In line with HMRC changes, we have introduced the ability to cater for hardened Government Gateway passwords. Should you need to update or change your Government Gateway password then from now on it will need to conform to a particular length and structure. Our products have been updated accordingly however please be aware that there is currently an issue with a small number of non-alpha numeric characters which will need to be avoided when compiling a new password (these are £, >, ‘, and “) This issue will be resolved in the next release.
Note: HMRC have recently issued an updated 2019/20 online filing Exclusion list for individuals. The document includes two new exclusions - ID122 and ID123. Due to the timing of its publication, it has not been possible to cater for these new exclusions in this release. Details of the exclusions are set out below.

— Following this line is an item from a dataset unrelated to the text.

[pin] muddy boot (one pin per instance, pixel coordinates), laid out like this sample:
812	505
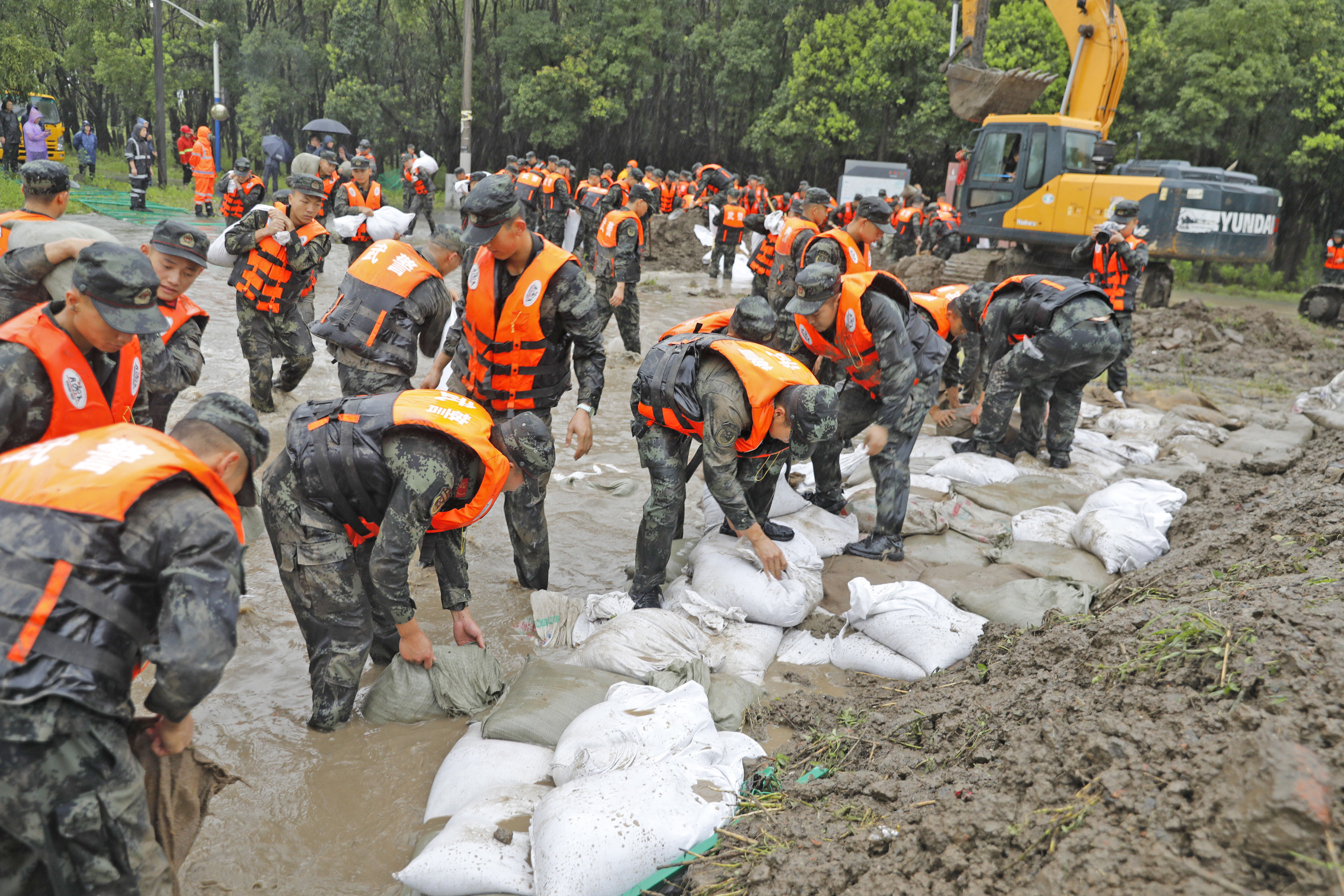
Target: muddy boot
878	547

If you think any of your clients may be affected by either of these then you should submit a paper return along with a reasonable excuse quoting the relevant exclusion ID.
ID122 - Taxable redundancy lump sum payments above the exemption and dividend income above the dividend allowance
Where an individual has received a taxable redundancy lump sum above the £30k exemption, and who also has taxable dividends above the dividend allowance, they will not have their allowances allocated in the most beneficial way.
As the lump sum must be taxed as the top slice of their income, they would benefit from allowances being allocated against it, thereby reducing their tax due at the highest rate but the HMRC calculation does not deal with this correctly.
ID123 - Non-UK residents with Gift Aid donations and who are in receipt of UK Dividends
An individual will receive a tax charge, under s424 ITA 2007, when the total amount of tax treated as deducted from their Gift Aid donations is greater than the amount of income tax they are charged for that year.
The income tax charge largely follows s23 ITA 2007 and then in the case of a non-UK resident individual in receipt of UK dividends, deducts tax treated as paid under s399(2) ITTOIA 2005. Currently for non-UK residents the HMRC calculation is not using the s23 calculation as the starting point for this but rather the non-resident s811 calculation, and it then goes on to omit the application of s424(5) which is the deduction of tax treated as paid under s399(2) ITTOIA 2005.